Lake Huites to Batopilas...the back way!
The next morning we awoke early, eager to get under way, with a surprisingly good sleep in the reclined front seats.
On the wrong road, a bit of backtracking was in order. I didn't want to retrace my steps all the way back to Choix; so once again we relied on the most reliable method of Mexican navigation...stop and ask at homes or towns!
Donde esta la calle a Tubares? We get sent down a tight arroyo, and up a dense two track; the Troopy rolling side to side as the suspension flexes through the ruts. It's kinda the right direction...I think....Then, a wide, graded road comes into view! We're well on our way!
The one thing I remember about the first time I came through this route on a motorcycle was that I stopped counting the number of canyons I crossed at eleven. Now that I'm viewing the route from behind the wheel, instead of concentrating on the sand and gravel, it's immediately apparent as to the vastness of the Sierra Madre range. The road twists and climbs; wide enough for mining and logging trucks, but washboarded and rough enough to keep the speeds down to under 25mph; slowing progress.
Dark clouds begin to fill the skies to the North, heading in our direction. We continue to climb; light rain becomes light snow. I'm thinking ahead to the upcoming river crossing, the Rio Urique, and the tight mountain roads which could become impassable during a storm. The passenger side door has ceased to operate properly, it won't open, so Dave is forced to climb over the gearshifts and driver's seat to get out of the truck. We'll see if we can fix it in the next town.
After a couple of hours, the Tubares mission comes into sight, with its cemetary and cracked bells. It has always been one of my favorites.
Stopping at the Tubares community store, which always has Cokes, but seldom bottled water, we work and pry at the door, to no avail. Apparently the dust has taken a toll on the new (aftermarket) door latch mechanism...that'll teach me to buy aftermarket over OEM Toyota...
Nothing a Fanta and some vanilla wafers can't cure! The rain has stopped, but a cold wind continues, so we veer towards the next road on to Batopilas, and prepare for the much more rugged conditions ahead.
Luckily, the Rio Urique is only hub deep. The slick, softball sized rocks makes for an interesting motorcycle ride, but are no problemo in the Cruiser. We climb up the opposite side, and I immediately hear a loud, metal grinding crunch! I hit the brakes....no much there...the pedal goes straight to the floor...not good....
After a couple of pumps, I have enough brakes to stop the Troopy, and get out to check for any damage. Dave would have helped, but since his door is still stuck shut...he'll sit in the truck. Turns out the OME suspension is flexing really, really well, and I've proceeded to bend the inner front fender lip with the tires. I'll try to be a bit easier on it from here on out, and maybe extend the bumpstops when I get home. I figure the brake issue is because the drums are wet from the river; nothing much we can do about it here if it's not....

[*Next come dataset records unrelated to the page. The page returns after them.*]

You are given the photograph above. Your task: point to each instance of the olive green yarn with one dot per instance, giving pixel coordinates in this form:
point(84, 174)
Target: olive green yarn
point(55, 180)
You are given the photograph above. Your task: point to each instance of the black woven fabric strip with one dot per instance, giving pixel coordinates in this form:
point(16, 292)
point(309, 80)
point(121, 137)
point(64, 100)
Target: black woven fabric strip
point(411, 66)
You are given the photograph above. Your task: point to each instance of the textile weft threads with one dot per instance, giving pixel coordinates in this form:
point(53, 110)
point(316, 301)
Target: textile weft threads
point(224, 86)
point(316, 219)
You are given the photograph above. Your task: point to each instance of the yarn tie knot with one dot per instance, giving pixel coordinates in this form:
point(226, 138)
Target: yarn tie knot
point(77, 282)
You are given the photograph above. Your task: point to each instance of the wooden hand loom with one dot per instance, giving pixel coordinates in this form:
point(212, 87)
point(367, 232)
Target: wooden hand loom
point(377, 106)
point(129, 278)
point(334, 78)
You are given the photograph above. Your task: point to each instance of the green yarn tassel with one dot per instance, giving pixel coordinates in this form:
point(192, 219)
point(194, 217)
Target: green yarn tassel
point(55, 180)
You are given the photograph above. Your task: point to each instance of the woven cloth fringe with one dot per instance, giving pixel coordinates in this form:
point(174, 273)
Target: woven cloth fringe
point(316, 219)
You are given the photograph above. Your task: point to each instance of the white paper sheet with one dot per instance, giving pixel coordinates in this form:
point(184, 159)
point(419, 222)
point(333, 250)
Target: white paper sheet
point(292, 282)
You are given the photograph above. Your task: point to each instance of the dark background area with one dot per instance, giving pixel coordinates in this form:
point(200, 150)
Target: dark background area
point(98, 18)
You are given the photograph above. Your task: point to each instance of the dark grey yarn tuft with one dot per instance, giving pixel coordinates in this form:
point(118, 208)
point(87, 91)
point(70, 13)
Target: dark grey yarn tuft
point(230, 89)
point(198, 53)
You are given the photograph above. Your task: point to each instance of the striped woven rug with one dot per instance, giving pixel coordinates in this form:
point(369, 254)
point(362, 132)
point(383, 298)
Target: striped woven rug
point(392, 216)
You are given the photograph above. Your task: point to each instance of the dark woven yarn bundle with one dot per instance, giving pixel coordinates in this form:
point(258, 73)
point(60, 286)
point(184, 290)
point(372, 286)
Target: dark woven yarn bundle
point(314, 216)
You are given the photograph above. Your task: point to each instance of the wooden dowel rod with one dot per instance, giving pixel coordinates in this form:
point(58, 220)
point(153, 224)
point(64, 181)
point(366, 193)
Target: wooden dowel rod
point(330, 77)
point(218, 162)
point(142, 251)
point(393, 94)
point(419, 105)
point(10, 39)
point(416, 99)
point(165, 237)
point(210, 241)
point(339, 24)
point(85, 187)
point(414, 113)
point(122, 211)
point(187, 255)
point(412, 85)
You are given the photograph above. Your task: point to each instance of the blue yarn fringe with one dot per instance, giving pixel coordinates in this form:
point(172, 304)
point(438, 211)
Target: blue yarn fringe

Winding our way through Cuarenta Casas and Rodeo, the road goes from rough to freshly graded. From Batopilas to Rodeo, the Cerro Colorado mine has caused the road to be in heavy use. While not making the grades any flatter, it has caused there to be much less silt and dust to contend with.
Heading over the canyons, and dropping down into Batopilas canyon, the brakes finally show problems. I'm guessing the brake booster has gone out, and while I still have brakes, it takes quite a bit of forethought to bring the heavy Cruiser to a stop. Problematic to say the least, so I drop the transfer case into four low and use the gearing, with the brakes as a last resort.
Finally, after six hours, the small town of Batopilas comes into view!